Parmi les revendications : des moyens supplémentaires alloués à l’hôpital, des revalorisations salariales et des embauches de personnels. Mais aussi, naturellement, l’arrêt des fermetures de lits et la réintégration des praticiens suspendus pour cause de refus de vaccination contre la Covid. Et pas question d’opposer la question économique : « Quand Macron dit qu’il n’y a pas d’argent magique, on a bien vu que pour les riches, il sait où en trouver ! »
Un rassemblement également très politique
Si la colère face à la situation de l’hôpital public prédomine au travers des prises de parole des professionnels, la dimension politique n’est pas absente du rassemblement. De l’aveu même du représentant Force ouvrière. « Il se trouve que l’on n’est pas très loin d’une élection. On a intérêt à se rassembler, y compris politiquement », déclare-t-il. Plusieurs élus et militants de gauche étaient d’ailleurs présents au rassemblement.
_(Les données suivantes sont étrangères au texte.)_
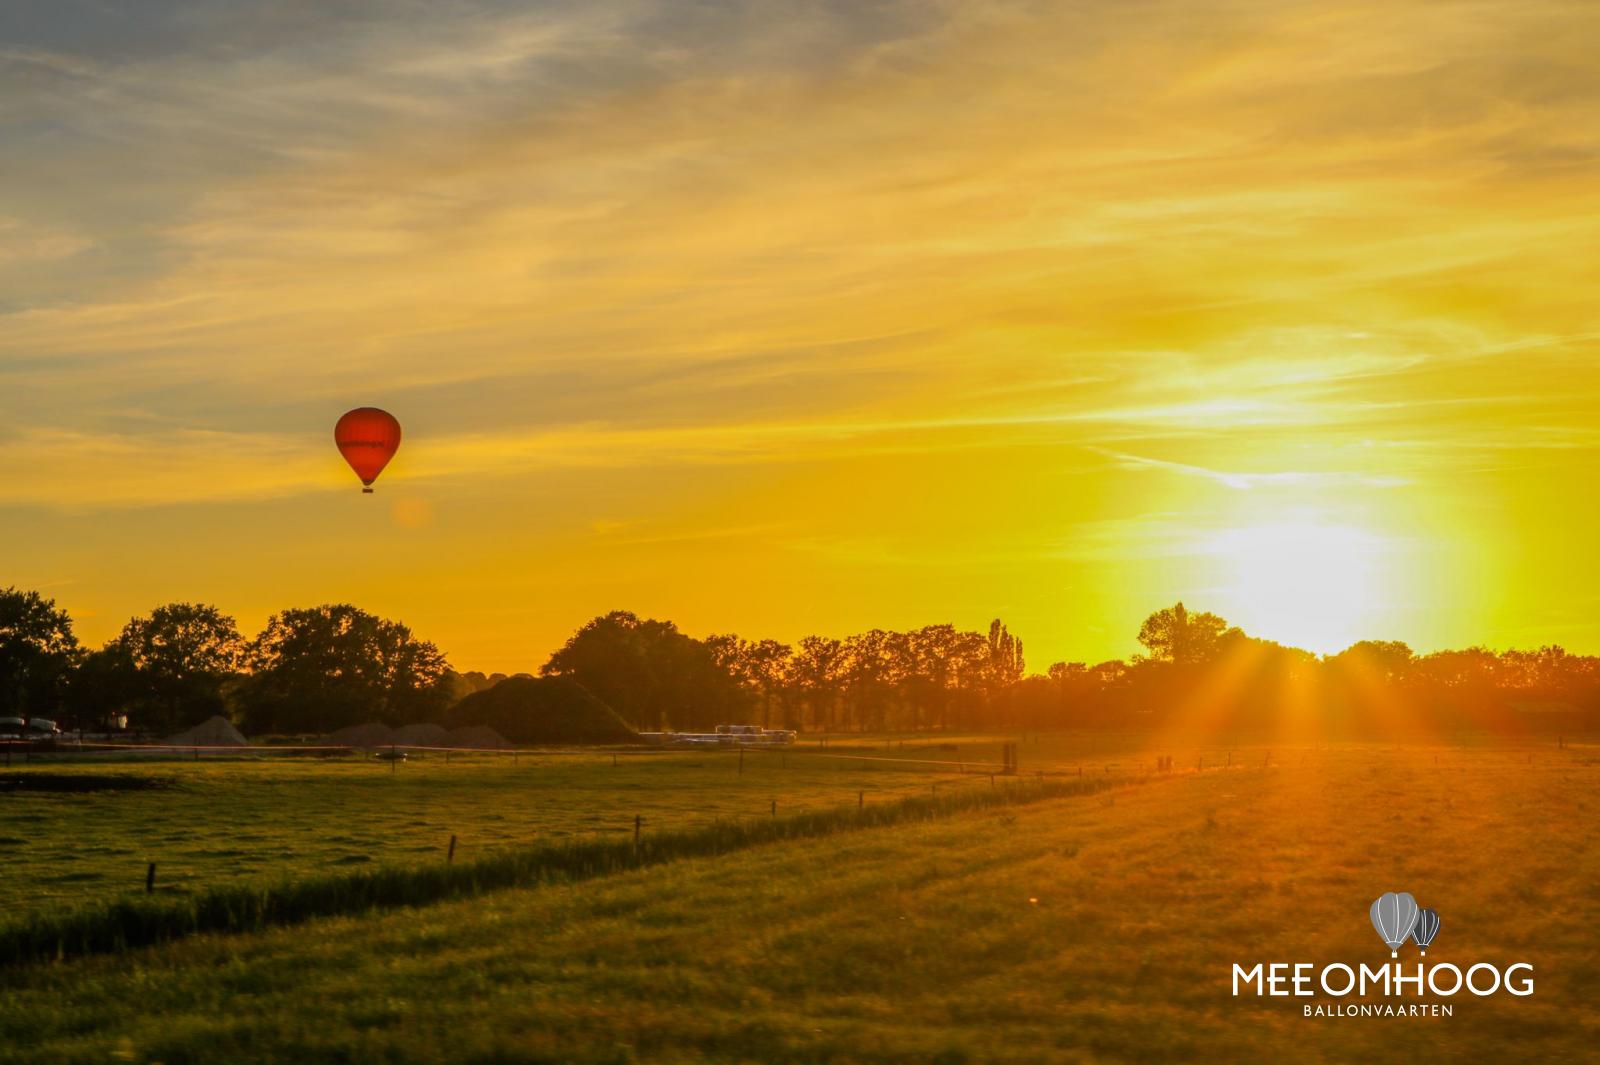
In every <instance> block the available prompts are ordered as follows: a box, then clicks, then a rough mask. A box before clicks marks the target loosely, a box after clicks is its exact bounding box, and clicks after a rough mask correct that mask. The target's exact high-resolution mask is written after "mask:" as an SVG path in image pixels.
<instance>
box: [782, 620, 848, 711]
mask: <svg viewBox="0 0 1600 1065" xmlns="http://www.w3.org/2000/svg"><path fill="white" fill-rule="evenodd" d="M787 680H789V686H790V688H792V689H794V691H795V694H797V696H798V697H800V700H802V702H803V704H805V707H806V708H808V710H810V712H811V728H813V729H818V731H822V732H829V731H832V729H834V724H835V715H837V713H838V699H840V692H842V689H843V683H845V644H843V643H840V641H838V640H832V638H827V636H806V638H805V640H802V641H800V646H798V649H797V651H795V654H794V657H792V659H790V660H789V678H787Z"/></svg>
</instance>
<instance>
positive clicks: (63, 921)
mask: <svg viewBox="0 0 1600 1065" xmlns="http://www.w3.org/2000/svg"><path fill="white" fill-rule="evenodd" d="M1109 787H1114V779H1110V777H1088V779H1075V777H1069V779H1061V777H1050V779H1037V780H1035V779H1024V780H1016V779H1006V780H1005V782H1003V784H1002V782H1000V780H995V782H992V784H990V787H987V788H984V787H979V788H955V790H952V788H946V793H944V795H938V793H930V795H912V796H904V798H899V800H894V801H890V803H874V804H872V806H866V804H864V803H861V801H859V798H861V796H858V806H845V808H838V809H826V811H824V809H816V811H808V812H802V814H789V816H784V817H778V816H776V814H773V816H768V817H754V819H750V817H747V819H742V820H718V822H710V824H707V825H699V827H694V828H678V830H675V832H651V833H650V835H643V832H640V833H638V836H637V838H635V840H565V841H560V843H552V844H544V846H533V848H502V849H499V851H491V852H490V854H486V856H485V857H480V859H475V860H470V862H462V864H446V865H440V864H437V862H435V864H432V865H410V867H387V868H376V870H358V872H349V873H341V875H323V876H309V878H301V880H282V881H277V883H258V884H226V886H221V887H211V889H208V891H203V892H200V894H197V895H194V897H192V899H155V897H147V899H120V900H115V902H110V903H102V905H96V907H85V908H78V910H74V911H67V913H61V915H35V916H30V918H27V919H16V921H11V923H8V924H3V926H0V964H3V966H16V964H26V963H30V961H46V959H66V958H72V956H82V955H96V953H114V951H122V950H131V948H139V947H147V945H152V943H160V942H166V940H173V939H181V937H184V935H197V934H202V932H253V931H261V929H266V927H272V926H286V924H299V923H304V921H309V919H312V918H320V916H334V915H344V913H363V911H368V910H384V908H395V907H418V905H427V903H434V902H440V900H446V899H459V897H467V895H478V894H485V892H488V891H496V889H502V887H518V886H520V887H528V886H539V884H550V883H557V881H566V880H586V878H592V876H605V875H611V873H619V872H624V870H632V868H642V867H646V865H658V864H662V862H670V860H675V859H685V857H706V856H714V854H728V852H733V851H739V849H744V848H750V846H758V844H765V843H790V841H795V840H811V838H816V836H826V835H832V833H838V832H851V830H859V828H874V827H883V825H898V824H906V822H912V820H931V819H934V817H949V816H952V814H957V812H962V811H970V809H987V808H995V806H1019V804H1024V803H1037V801H1043V800H1048V798H1059V796H1062V795H1088V793H1093V792H1102V790H1107V788H1109Z"/></svg>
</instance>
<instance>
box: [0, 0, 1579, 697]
mask: <svg viewBox="0 0 1600 1065" xmlns="http://www.w3.org/2000/svg"><path fill="white" fill-rule="evenodd" d="M38 6H40V8H42V11H40V13H35V14H26V16H19V14H8V16H0V154H3V158H5V165H3V166H0V419H3V424H0V560H3V563H5V564H3V569H0V584H5V582H13V584H18V585H21V587H34V588H40V590H43V592H45V593H48V595H53V596H56V598H58V600H59V601H61V603H62V604H66V606H67V608H70V611H72V612H74V616H75V617H77V619H78V622H80V632H82V635H85V636H86V638H88V640H90V641H91V643H93V641H99V640H104V638H106V636H109V635H112V633H114V632H115V630H117V628H118V627H120V625H122V622H123V620H126V619H128V617H130V616H131V614H134V612H142V611H147V609H149V608H152V606H155V604H158V603H162V601H170V600H205V601H214V603H218V604H221V606H222V608H224V609H227V611H230V612H234V614H235V616H237V617H238V619H240V622H242V624H243V625H245V627H246V628H250V630H254V628H256V627H259V624H261V622H262V620H264V619H266V616H267V612H270V611H272V609H278V608H285V606H306V604H314V603H322V601H336V600H349V601H355V603H358V604H362V606H365V608H368V609H374V611H379V612H384V614H389V616H394V617H400V619H403V620H406V622H410V624H411V625H413V627H414V628H416V630H418V632H419V633H421V635H424V636H427V638H432V640H435V641H437V643H438V644H440V646H442V648H443V649H445V651H446V652H448V654H450V656H451V659H453V662H454V664H456V665H459V667H462V668H491V670H493V668H499V670H517V668H533V667H536V665H538V664H541V662H542V660H544V657H546V656H547V654H549V651H550V649H552V648H554V646H557V644H558V643H560V641H562V640H563V638H565V636H566V633H568V632H571V628H574V627H576V625H578V624H581V622H582V620H586V619H587V617H590V616H594V614H598V612H603V611H608V609H618V608H624V609H635V611H638V612H645V614H653V616H659V617H670V619H675V620H677V622H678V624H680V625H682V627H683V628H685V630H688V632H691V633H694V635H704V633H707V632H726V630H734V632H739V633H742V635H749V636H768V635H770V636H778V638H784V640H794V638H798V636H802V635H805V633H810V632H822V633H832V635H845V633H848V632H854V630H861V628H867V627H874V625H882V627H910V625H920V624H928V622H941V620H954V622H957V624H960V625H968V627H981V625H986V624H987V620H989V619H990V617H994V616H1000V617H1005V619H1006V622H1008V624H1010V625H1011V628H1013V630H1014V632H1018V633H1021V635H1022V638H1024V640H1026V641H1027V644H1029V660H1030V665H1032V667H1035V668H1043V667H1045V665H1048V664H1050V662H1051V660H1058V659H1090V660H1094V659H1101V657H1110V656H1125V654H1130V652H1131V651H1134V649H1136V648H1134V641H1133V636H1134V633H1136V630H1138V624H1139V619H1142V616H1144V614H1147V612H1149V611H1150V609H1155V608H1158V606H1162V604H1166V603H1171V601H1173V600H1176V598H1184V600H1186V601H1187V603H1189V604H1190V606H1194V608H1197V609H1213V611H1216V612H1221V614H1224V616H1226V617H1229V619H1230V620H1234V622H1237V624H1242V625H1243V627H1245V628H1246V630H1250V632H1254V633H1258V635H1264V636H1270V638H1278V640H1283V641H1290V643H1299V644H1302V646H1309V648H1312V649H1317V651H1334V649H1338V648H1339V646H1342V644H1344V643H1349V641H1350V640H1354V638H1358V636H1379V638H1398V640H1406V641H1410V643H1413V644H1414V646H1418V648H1422V649H1426V648H1437V646H1448V644H1467V643H1486V644H1491V646H1506V644H1514V643H1517V644H1530V643H1544V641H1562V643H1565V644H1568V646H1570V648H1574V649H1582V651H1600V561H1595V555H1597V553H1595V550H1594V547H1592V544H1594V542H1595V531H1597V526H1595V517H1597V510H1600V502H1595V501H1600V473H1597V464H1595V459H1597V456H1600V430H1597V413H1600V301H1597V299H1595V291H1597V275H1600V256H1597V254H1595V251H1594V249H1595V248H1597V246H1600V181H1597V179H1600V165H1597V160H1600V126H1597V123H1595V122H1594V115H1595V114H1597V107H1600V67H1597V66H1595V62H1594V56H1595V54H1597V48H1600V8H1597V6H1595V5H1592V3H1581V2H1573V3H1562V2H1552V3H1528V5H1510V3H1445V2H1440V3H1403V2H1392V0H1389V2H1384V3H1344V2H1339V0H1333V2H1320V3H1294V2H1285V0H1270V2H1269V0H1259V2H1234V3H1216V5H1194V3H1162V2H1154V3H928V5H901V3H886V5H877V3H818V5H808V6H805V8H800V10H790V8H782V10H781V8H778V6H771V5H763V3H707V5H696V6H694V8H675V6H674V5H651V3H635V2H622V3H618V2H610V0H605V2H602V0H597V2H590V3H555V5H547V6H542V8H539V10H538V11H528V10H526V8H525V6H523V5H501V3H488V2H485V3H462V5H450V6H448V8H442V6H434V5H414V6H411V8H402V6H397V8H394V10H392V14H390V16H387V18H373V16H366V18H360V19H357V18H342V16H334V14H325V13H318V11H317V8H318V6H320V5H299V6H290V8H288V10H286V11H285V10H277V8H283V6H285V5H202V3H173V2H171V0H162V2H152V3H150V5H149V6H144V5H141V6H139V11H138V16H136V18H134V16H133V14H128V16H120V14H107V13H106V11H102V10H99V8H98V6H96V5H75V3H61V5H50V6H48V10H45V5H38ZM253 8H254V10H253ZM118 19H128V21H126V22H118ZM358 405H379V406H384V408H387V409H390V411H394V413H395V414H397V416H398V417H400V421H402V422H403V424H405V429H406V441H405V445H403V448H402V451H400V456H398V459H397V461H395V462H394V465H392V467H390V470H389V472H387V473H386V475H384V477H382V480H381V481H379V485H378V494H376V496H371V497H363V496H360V493H358V486H357V483H355V480H354V478H352V477H350V473H349V472H347V470H346V469H344V467H342V464H341V461H339V457H338V454H336V451H334V449H333V446H331V425H333V422H334V419H336V417H338V416H339V413H342V411H344V409H346V408H349V406H358Z"/></svg>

Dès lors, c’est avec beaucoup de bienveillance qu’a été accueillie au micro l’Insoumise Salomé Robin, candidate Nupes sur la première circonscription de l’Isère. Qui n’a pas manqué de rappeler qu’elle se présente contre le député sortant Olivier Véran. De quoi s’attirer encore plus la sympathie de l’assistance, qui a hué le nom de l’ancien ministre de la Santé du gouvernement Castex.
Elle aussi candidate sur la première circonscription, la Républicaine Brigitte Boer ne recevra pas le même accueil en prenant à son tour la parole (voir vidéo). « Que Les Républicains aient pu faire des erreurs, ça aurait pu être réparé depuis », a‑t-elle tenté. Avant de renoncer à poursuivre son propos sous les huées de l’assistance. « Si je suis élue, vous pouvez compter sur moi », a‑t-elle conclu avant de rendre le micro.
Les sénateurs interpellent Élisabeth Borne
« Cette crise des urgences n’est pas nouvelle, puisqu’elle a été à l’origine d’une grève débutée en juin 2019, suivie d’une mobilisation de l’ensemble des professionnels de santé au mois de novembre de cette même année. Crise qui n’a malheureusement pas été résolue par le Ségur de la santé ». Ainsi s’expriment une cinquantaine de sénateurs, parmi lesquels les isérois Michel Savin et Frédérique Puissat, dans une lettre adressée à la Première ministre Élisabeth Borne.
Constatant que près de 20 % des établissements de santé comptant des urgences, publics comme privés, sont concernés par des fermetures pour cause de manque de personnels, les parlementaires appellent Élisabeth Borne à « prendre en urgence des mesures pour garantir la permanence des soins et remédier à cette situation qui met en danger l’ensemble des habitants des territoires concernés ».
Les urgences de Voiron toujours perturbées
Le service des urgences du Centre hospitalier de Voiron continue de voir son fonctionnement perturbé face au « nombre insuffisant de professionnels urgentistes disponibles sur le marché du travail », indique le CHU Grenoble-Alpes, auquel l’établissement est rattaché. Sur l’ensemble du mois de juin, l’accueil aux urgences sera ainsi « adapté » les nuits des vendredis, samedis et dimanches, de 20 heures à 8 heures du matin.
L’adaptation en question ? « Les urgences continuent de fonctionner mais sans nouvelle admission de patient entre 20 h et 8 h, sauf : urgences régulées par le centre 15, urgences vitales, urgences pédiatriques hors traumatologie lourde [et] urgences maternité », décrit le CHU Grenoble-Alpes. Qui appelle chacun à se tourner vers son médecin traitant ou le 15 avant de se rendre aux urgences, pour ne pas engorger le service.